Simplified Explanation

A computing device implements a privacy system to predict the next word in a sequence of words by processing input data using a machine learning model trained on training data.

Key Features and Innovation

  • Privacy system predicts next word in a sequence of words.
  • Machine learning model trained on training data.
  • Training data includes sensitive and non-sensitive samples.
  • Model parameters updated using subsets of samples associated with clients.

Potential Applications

This technology can be used in:

  • Text prediction applications
  • Language modeling systems
  • Privacy-preserving AI tools

Problems Solved

  • Protecting sensitive data in language models
  • Improving user privacy in text prediction
  • Enhancing data security in machine learning applications

Benefits

  • Enhanced privacy protection
  • Improved accuracy in word prediction
  • Secure handling of sensitive information

Commercial Applications

This technology can be applied in:

  • Messaging apps
  • Content recommendation systems
  • Data analytics platforms

Prior Art

No prior art information available at this time.
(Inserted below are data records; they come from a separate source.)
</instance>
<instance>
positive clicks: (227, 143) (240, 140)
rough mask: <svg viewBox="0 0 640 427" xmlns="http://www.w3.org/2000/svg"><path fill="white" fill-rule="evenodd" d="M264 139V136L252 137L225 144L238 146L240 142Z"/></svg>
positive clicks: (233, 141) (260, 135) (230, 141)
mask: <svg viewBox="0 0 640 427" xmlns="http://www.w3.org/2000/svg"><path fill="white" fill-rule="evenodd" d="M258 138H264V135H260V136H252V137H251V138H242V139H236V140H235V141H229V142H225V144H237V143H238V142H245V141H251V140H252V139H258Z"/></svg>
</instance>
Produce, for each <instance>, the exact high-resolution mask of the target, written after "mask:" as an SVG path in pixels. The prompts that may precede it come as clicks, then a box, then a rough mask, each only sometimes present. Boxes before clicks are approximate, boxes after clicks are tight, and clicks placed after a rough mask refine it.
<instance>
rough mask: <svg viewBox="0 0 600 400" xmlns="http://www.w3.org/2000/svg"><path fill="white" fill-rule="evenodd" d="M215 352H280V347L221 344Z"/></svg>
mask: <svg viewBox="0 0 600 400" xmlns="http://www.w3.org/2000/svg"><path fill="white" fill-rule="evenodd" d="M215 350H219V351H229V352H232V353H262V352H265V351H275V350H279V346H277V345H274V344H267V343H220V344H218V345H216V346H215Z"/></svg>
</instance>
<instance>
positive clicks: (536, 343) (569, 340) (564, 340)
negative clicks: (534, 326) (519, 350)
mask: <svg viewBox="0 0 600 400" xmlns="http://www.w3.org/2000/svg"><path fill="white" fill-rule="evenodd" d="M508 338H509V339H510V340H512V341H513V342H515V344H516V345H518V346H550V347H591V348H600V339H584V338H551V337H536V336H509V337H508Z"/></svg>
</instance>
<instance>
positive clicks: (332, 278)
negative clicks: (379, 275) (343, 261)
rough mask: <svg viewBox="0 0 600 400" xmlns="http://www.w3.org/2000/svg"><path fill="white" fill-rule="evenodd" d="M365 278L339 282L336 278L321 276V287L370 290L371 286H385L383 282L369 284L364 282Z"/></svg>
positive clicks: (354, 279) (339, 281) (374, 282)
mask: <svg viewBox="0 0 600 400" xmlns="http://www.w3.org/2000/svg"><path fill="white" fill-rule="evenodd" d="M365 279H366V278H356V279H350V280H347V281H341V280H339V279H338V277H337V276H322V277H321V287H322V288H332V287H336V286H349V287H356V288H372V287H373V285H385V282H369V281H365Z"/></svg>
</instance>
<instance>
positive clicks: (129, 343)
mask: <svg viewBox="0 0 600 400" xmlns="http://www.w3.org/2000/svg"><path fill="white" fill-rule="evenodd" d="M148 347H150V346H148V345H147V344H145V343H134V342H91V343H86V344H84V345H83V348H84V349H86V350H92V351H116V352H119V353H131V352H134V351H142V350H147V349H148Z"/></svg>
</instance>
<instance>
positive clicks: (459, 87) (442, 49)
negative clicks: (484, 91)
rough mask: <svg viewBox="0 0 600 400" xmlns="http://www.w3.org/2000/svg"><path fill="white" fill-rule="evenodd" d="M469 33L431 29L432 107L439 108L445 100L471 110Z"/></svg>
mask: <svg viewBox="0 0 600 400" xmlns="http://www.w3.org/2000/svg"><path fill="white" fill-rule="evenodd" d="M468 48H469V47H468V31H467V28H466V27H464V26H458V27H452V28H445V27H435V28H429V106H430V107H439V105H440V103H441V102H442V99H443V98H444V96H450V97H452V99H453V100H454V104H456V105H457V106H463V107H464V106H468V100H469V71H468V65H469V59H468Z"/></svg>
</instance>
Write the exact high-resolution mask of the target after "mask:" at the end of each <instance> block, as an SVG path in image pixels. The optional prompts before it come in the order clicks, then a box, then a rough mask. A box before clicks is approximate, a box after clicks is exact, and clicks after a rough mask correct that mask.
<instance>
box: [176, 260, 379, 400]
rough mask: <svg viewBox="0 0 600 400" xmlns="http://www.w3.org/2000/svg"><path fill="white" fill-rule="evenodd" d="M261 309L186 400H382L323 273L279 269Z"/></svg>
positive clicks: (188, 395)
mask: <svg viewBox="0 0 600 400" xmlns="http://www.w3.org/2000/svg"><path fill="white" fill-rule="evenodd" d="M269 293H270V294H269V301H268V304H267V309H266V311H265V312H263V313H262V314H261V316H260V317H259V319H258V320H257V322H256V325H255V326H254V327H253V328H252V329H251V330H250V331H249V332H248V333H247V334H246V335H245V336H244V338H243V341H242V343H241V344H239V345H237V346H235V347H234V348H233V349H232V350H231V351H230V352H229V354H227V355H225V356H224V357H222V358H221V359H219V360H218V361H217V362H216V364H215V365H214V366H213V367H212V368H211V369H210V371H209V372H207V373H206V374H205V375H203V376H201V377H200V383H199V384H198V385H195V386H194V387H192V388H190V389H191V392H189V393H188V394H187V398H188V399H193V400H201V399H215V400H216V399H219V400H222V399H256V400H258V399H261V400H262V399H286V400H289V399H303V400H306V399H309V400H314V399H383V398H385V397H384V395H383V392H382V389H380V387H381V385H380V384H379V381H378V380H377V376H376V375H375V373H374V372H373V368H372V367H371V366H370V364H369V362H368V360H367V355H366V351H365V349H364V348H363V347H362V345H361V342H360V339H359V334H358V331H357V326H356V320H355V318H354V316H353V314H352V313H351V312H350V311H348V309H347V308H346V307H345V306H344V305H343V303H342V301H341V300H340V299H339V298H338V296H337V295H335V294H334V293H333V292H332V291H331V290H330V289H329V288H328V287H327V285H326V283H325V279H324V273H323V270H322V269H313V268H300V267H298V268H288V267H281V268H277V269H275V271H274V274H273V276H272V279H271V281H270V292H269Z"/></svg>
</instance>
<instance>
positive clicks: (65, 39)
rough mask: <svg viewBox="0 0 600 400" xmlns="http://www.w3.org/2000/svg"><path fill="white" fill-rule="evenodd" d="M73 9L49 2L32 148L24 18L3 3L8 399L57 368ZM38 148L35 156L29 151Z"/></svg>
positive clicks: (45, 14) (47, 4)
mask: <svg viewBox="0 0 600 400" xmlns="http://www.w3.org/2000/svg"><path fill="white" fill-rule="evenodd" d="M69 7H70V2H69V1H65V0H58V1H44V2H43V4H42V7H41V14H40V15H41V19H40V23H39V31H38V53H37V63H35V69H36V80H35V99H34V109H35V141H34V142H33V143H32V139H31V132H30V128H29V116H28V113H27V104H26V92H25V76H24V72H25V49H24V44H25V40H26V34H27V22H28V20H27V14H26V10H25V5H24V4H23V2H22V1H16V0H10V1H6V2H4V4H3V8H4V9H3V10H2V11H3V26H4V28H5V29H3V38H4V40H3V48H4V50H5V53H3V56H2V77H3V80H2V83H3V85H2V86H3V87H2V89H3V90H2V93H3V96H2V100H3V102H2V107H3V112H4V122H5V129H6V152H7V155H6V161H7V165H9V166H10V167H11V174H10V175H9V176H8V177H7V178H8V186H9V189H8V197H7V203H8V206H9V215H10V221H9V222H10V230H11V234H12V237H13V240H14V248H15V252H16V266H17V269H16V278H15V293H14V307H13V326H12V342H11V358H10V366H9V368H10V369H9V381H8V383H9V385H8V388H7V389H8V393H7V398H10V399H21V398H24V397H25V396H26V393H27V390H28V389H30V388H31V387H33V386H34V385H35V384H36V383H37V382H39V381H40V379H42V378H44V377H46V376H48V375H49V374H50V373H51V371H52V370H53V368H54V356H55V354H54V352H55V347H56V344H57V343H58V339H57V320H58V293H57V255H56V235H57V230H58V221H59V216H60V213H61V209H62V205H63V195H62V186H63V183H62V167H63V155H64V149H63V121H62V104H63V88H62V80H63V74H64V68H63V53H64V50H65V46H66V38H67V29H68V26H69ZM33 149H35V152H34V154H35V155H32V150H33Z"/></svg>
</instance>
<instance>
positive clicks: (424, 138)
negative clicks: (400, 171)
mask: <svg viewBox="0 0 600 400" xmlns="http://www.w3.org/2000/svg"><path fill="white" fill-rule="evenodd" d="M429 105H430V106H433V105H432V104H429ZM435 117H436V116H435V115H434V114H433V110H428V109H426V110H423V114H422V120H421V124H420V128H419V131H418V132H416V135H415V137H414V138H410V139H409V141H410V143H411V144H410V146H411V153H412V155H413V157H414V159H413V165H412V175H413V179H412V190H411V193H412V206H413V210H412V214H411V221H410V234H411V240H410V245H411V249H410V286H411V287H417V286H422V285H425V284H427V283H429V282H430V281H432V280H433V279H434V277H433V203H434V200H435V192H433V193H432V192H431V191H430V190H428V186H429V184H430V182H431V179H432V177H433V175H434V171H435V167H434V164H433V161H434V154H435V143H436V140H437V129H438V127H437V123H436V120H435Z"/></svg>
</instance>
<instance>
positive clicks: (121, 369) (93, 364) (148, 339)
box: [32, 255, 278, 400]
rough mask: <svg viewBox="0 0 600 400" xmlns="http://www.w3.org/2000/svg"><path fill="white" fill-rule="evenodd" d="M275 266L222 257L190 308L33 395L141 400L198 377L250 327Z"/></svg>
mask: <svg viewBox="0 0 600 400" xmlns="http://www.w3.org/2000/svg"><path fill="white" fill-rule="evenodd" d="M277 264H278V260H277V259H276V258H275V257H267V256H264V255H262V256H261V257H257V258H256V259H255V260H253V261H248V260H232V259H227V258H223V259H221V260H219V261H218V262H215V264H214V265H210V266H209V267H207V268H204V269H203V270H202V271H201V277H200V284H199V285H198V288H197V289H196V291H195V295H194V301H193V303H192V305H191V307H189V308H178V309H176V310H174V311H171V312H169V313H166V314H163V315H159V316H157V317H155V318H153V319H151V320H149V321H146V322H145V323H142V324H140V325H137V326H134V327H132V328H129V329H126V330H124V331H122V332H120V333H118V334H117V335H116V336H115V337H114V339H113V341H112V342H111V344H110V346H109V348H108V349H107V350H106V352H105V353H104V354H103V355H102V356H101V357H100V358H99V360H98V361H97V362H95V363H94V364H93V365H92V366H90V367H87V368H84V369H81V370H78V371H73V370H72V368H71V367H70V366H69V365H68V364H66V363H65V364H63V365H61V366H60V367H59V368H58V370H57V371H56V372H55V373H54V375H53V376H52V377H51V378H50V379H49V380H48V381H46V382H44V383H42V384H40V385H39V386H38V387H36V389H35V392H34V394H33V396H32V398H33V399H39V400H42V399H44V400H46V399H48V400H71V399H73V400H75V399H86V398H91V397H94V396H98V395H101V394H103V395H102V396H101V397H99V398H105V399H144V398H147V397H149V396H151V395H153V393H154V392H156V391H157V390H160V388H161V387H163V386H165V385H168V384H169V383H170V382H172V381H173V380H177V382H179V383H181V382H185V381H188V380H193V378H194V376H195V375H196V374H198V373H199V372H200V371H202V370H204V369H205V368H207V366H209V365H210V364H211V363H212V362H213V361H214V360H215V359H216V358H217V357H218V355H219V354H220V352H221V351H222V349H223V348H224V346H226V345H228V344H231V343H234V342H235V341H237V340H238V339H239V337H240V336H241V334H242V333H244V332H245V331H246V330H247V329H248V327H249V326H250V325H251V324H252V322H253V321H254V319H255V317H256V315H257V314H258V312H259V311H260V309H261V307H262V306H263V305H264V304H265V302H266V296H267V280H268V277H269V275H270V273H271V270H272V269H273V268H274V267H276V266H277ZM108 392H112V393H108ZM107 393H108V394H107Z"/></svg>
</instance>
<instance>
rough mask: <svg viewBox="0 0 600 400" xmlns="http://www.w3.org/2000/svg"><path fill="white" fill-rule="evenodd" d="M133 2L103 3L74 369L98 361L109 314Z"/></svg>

Frequently Updated Research

No frequently updated research available at this time.

Questions about Language Model Privacy

Question 1

How does the privacy system protect sensitive data in language models? The privacy system uses subsets of sensitive samples associated with clients to update the machine learning model parameters, ensuring that sensitive information is handled securely.

Question 2

What are the potential applications of this technology beyond text prediction? This technology can also be used in language modeling systems and privacy-preserving AI tools to enhance data security and protect user privacy.


Original Abstract Submitted

In implementations of systems for training language models and preserving privacy, a computing device implements a privacy system to predict a next word after a last word in a sequence of words by processing input data using a machine learning model trained on training data to predict next words after last words in sequences of words. The training data describes a corpus of text associated with clients and including sensitive samples and non-sensitive samples. The machine learning model is trained by sampling a client of the clients and using a subset of the sensitive samples associated with the client and a subset of the non-sensitive samples associated with the client to update parameters of the machine learning model. The privacy system generates an indication of the next word after the last word in the sequence of words for display in a user interface.